Gemeinschaftsaufgabe
Als letzten Punkt bei seiner Haushaltsrede forderte Mentrup alle dazu auf, deutlich wahrnehmbarer und positiver über die Bereiche zu sprechen, in denen die Bürgerinnen und Bürger heute schon sehr aktiv in die Stadtgestaltung eingreifen. Der Oberbürgermeister warb dafür, die Stadt als Gemeinschaftsaufgabe zu sehen. Es gelte, die Stadtgesellschaft noch viel stärker in die Erfüllung gesamtstädtischer Aufgaben zu integrieren – ohne Verantwortung abzugeben. „Wir sollten uns davor hüten, in eine Konkurrenzdiskussion zu gehen, welche Gelder wir denn noch für welche Gruppen ausgeben.“ Prioritäten müssten anders gesetzt werden.

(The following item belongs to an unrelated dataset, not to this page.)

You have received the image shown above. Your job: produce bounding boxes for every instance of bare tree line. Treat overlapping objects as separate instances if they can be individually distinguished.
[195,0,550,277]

Für sein Fazit nutzte Mentrup die Metapher eines Blumenstraußes. „Wir müssen uns davon verabschieden, einem Blumenstrauß immer noch ein paar Blumen hinzuzufügen.“ Die eigene Identität, das eigene Image soll aufrechterhalten bleiben, aber nicht in allen Bereichen in bisher gekanntem Maß.